Presumably, we should also be able to think of it as the proportion of cases where B is true, among all possibilities, times the proportion of those where A is also true, the probability of A given B. These are both the same, and the fact that they're both the same gives us a way to express P of A given B in terms of P of B given A, or the other way around. So when one of these conditions is easier to put numbers to than the other, say when it's easier to think about the probability of seeing some evidence given a hypothesis rather than the other way around, this simple identity becomes a useful tool.

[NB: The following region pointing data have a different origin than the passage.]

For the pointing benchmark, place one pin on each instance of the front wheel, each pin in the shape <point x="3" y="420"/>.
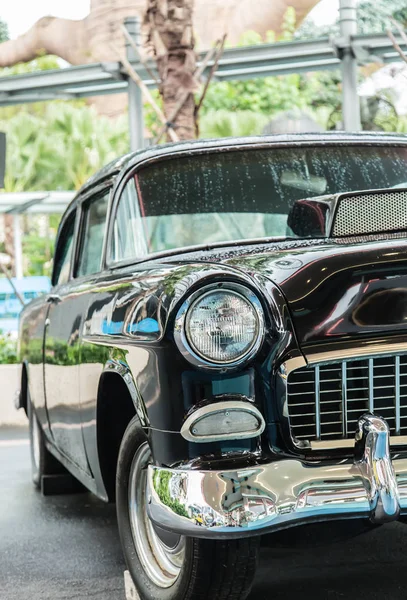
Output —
<point x="166" y="565"/>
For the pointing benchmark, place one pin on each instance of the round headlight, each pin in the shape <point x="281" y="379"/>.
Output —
<point x="223" y="326"/>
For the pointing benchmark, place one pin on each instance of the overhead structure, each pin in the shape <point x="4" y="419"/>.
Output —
<point x="16" y="203"/>
<point x="39" y="203"/>
<point x="236" y="63"/>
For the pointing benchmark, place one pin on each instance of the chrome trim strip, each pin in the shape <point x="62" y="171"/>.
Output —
<point x="187" y="429"/>
<point x="292" y="364"/>
<point x="372" y="457"/>
<point x="268" y="497"/>
<point x="350" y="353"/>
<point x="397" y="389"/>
<point x="317" y="405"/>
<point x="371" y="386"/>
<point x="395" y="440"/>
<point x="344" y="401"/>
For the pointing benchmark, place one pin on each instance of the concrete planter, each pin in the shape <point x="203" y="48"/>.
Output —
<point x="9" y="384"/>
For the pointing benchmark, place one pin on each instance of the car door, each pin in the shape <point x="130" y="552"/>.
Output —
<point x="68" y="303"/>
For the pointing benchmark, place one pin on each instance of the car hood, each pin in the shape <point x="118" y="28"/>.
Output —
<point x="334" y="290"/>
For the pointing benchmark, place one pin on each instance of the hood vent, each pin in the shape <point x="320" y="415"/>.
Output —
<point x="350" y="214"/>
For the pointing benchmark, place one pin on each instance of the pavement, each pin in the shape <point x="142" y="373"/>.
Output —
<point x="67" y="548"/>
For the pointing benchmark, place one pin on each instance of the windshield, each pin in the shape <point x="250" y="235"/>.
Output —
<point x="245" y="194"/>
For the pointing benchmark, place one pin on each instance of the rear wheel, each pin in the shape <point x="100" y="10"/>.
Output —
<point x="166" y="565"/>
<point x="42" y="461"/>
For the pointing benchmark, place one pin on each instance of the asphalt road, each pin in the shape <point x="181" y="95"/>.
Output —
<point x="67" y="548"/>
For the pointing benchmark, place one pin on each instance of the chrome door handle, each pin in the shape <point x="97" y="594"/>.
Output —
<point x="53" y="298"/>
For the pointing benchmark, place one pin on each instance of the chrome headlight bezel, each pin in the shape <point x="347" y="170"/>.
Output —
<point x="181" y="320"/>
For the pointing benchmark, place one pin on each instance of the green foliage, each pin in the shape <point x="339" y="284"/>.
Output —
<point x="8" y="349"/>
<point x="266" y="96"/>
<point x="161" y="485"/>
<point x="223" y="123"/>
<point x="62" y="148"/>
<point x="39" y="250"/>
<point x="373" y="17"/>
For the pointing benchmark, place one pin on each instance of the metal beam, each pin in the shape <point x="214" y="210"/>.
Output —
<point x="236" y="63"/>
<point x="136" y="118"/>
<point x="350" y="99"/>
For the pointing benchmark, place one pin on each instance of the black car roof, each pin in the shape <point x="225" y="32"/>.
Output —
<point x="219" y="144"/>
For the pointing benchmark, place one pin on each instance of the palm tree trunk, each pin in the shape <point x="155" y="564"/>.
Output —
<point x="171" y="40"/>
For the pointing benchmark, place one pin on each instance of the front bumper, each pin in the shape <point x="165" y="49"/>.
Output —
<point x="262" y="499"/>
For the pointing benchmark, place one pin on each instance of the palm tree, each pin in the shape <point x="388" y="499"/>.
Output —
<point x="95" y="38"/>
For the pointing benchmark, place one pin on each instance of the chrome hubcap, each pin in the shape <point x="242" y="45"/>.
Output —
<point x="162" y="562"/>
<point x="35" y="441"/>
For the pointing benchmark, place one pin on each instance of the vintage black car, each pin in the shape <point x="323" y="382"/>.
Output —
<point x="224" y="349"/>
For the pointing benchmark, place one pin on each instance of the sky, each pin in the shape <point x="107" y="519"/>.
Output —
<point x="21" y="14"/>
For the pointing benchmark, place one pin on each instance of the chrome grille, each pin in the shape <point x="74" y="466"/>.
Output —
<point x="325" y="401"/>
<point x="371" y="213"/>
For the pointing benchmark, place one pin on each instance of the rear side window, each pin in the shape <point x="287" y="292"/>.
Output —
<point x="92" y="235"/>
<point x="128" y="233"/>
<point x="63" y="254"/>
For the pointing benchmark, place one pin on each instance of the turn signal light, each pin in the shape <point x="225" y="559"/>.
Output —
<point x="226" y="420"/>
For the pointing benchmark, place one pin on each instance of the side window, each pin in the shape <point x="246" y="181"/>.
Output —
<point x="92" y="235"/>
<point x="128" y="233"/>
<point x="63" y="254"/>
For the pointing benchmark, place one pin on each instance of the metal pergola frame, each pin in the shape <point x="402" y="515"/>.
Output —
<point x="345" y="52"/>
<point x="264" y="60"/>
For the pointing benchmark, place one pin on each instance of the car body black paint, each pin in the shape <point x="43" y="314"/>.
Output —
<point x="321" y="293"/>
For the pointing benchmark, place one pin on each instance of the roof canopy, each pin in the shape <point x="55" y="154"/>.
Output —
<point x="34" y="202"/>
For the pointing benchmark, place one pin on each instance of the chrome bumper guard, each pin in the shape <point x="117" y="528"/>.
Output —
<point x="262" y="499"/>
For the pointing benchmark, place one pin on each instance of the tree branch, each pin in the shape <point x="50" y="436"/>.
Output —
<point x="144" y="90"/>
<point x="198" y="73"/>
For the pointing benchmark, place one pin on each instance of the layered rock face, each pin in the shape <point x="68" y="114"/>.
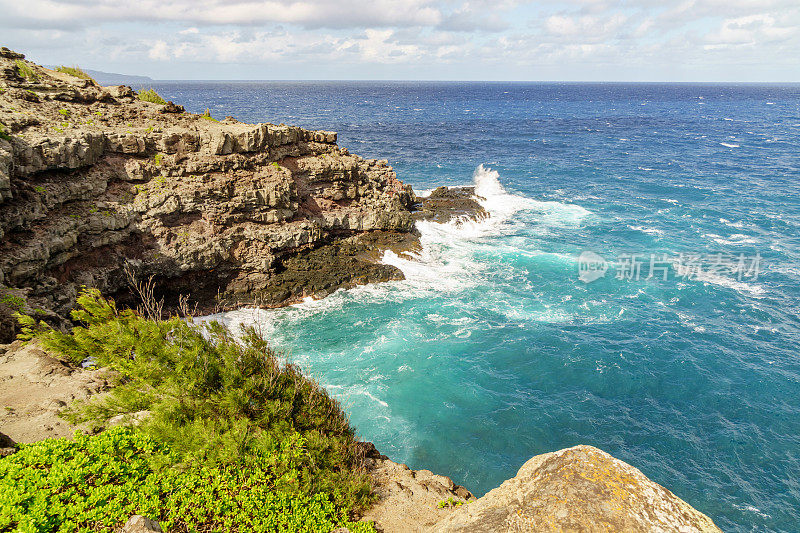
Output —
<point x="93" y="179"/>
<point x="579" y="489"/>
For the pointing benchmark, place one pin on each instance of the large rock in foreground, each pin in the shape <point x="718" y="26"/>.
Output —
<point x="579" y="489"/>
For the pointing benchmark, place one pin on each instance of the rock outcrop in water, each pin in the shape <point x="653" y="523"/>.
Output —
<point x="93" y="179"/>
<point x="579" y="489"/>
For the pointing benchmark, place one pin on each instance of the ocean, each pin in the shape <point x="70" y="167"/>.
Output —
<point x="637" y="287"/>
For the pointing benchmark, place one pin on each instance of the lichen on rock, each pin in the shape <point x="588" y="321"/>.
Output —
<point x="93" y="179"/>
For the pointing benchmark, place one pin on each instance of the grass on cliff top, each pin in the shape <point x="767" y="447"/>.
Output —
<point x="74" y="71"/>
<point x="236" y="439"/>
<point x="150" y="95"/>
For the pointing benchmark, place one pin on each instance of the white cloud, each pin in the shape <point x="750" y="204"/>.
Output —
<point x="504" y="38"/>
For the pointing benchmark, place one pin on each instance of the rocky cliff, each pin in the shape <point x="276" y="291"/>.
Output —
<point x="96" y="183"/>
<point x="93" y="179"/>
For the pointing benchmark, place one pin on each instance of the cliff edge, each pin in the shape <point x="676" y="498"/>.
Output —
<point x="94" y="180"/>
<point x="98" y="185"/>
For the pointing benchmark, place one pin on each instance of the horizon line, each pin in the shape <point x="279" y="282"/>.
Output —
<point x="470" y="81"/>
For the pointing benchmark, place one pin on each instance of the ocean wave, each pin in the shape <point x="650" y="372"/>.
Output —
<point x="737" y="239"/>
<point x="650" y="231"/>
<point x="501" y="205"/>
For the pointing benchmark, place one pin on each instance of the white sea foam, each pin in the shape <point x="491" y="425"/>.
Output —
<point x="737" y="239"/>
<point x="649" y="231"/>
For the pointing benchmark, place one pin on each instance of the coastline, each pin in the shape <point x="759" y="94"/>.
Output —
<point x="360" y="198"/>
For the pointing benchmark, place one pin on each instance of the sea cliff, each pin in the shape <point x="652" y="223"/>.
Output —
<point x="99" y="188"/>
<point x="95" y="180"/>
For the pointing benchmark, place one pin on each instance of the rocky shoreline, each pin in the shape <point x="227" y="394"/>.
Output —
<point x="98" y="187"/>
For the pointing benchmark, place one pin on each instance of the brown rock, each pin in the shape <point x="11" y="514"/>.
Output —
<point x="408" y="500"/>
<point x="226" y="212"/>
<point x="171" y="107"/>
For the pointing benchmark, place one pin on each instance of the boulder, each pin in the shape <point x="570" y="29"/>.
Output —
<point x="579" y="489"/>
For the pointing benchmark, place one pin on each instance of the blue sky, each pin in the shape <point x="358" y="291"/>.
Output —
<point x="577" y="40"/>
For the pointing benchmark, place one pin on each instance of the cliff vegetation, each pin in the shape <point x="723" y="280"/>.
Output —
<point x="221" y="436"/>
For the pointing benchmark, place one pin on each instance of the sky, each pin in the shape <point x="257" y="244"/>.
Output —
<point x="573" y="40"/>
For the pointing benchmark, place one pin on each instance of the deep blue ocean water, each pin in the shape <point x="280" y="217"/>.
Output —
<point x="494" y="350"/>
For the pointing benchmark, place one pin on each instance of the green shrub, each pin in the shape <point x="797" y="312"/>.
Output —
<point x="96" y="482"/>
<point x="26" y="71"/>
<point x="216" y="401"/>
<point x="74" y="71"/>
<point x="150" y="95"/>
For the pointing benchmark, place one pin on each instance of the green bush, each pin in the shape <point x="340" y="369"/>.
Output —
<point x="216" y="402"/>
<point x="74" y="71"/>
<point x="150" y="95"/>
<point x="96" y="482"/>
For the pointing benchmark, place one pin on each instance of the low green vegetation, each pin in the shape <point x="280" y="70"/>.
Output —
<point x="74" y="71"/>
<point x="150" y="95"/>
<point x="235" y="439"/>
<point x="96" y="482"/>
<point x="26" y="71"/>
<point x="450" y="502"/>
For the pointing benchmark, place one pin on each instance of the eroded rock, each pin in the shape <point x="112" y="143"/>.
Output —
<point x="579" y="489"/>
<point x="93" y="179"/>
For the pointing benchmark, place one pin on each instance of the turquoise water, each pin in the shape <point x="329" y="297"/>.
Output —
<point x="494" y="350"/>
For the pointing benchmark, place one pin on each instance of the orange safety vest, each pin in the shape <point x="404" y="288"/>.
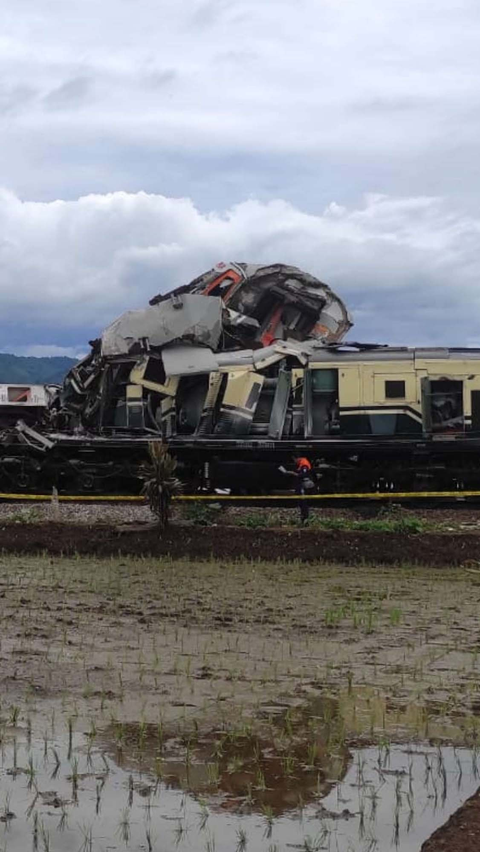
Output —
<point x="303" y="463"/>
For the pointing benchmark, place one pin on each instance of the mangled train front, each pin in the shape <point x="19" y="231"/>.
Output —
<point x="211" y="358"/>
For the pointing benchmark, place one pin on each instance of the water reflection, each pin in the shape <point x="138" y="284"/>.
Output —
<point x="67" y="793"/>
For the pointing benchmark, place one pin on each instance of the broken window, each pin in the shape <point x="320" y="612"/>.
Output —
<point x="395" y="389"/>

Nevertheless, even if this is somehow a more pure or quick way to understand the formula, the reason I chose to frame everything in terms of updating beliefs with evidence in the main video is to help with that third level of understanding, being able to recognize when this formula, among the wide landscape of available tools in math, happens to be the right one to use. Otherwise, it's kind of easy to just look at it, nod along, and promptly forget. And you know, while we're here, it's worth highlighting a common misconception that the probability of A and B is P of A times P of B.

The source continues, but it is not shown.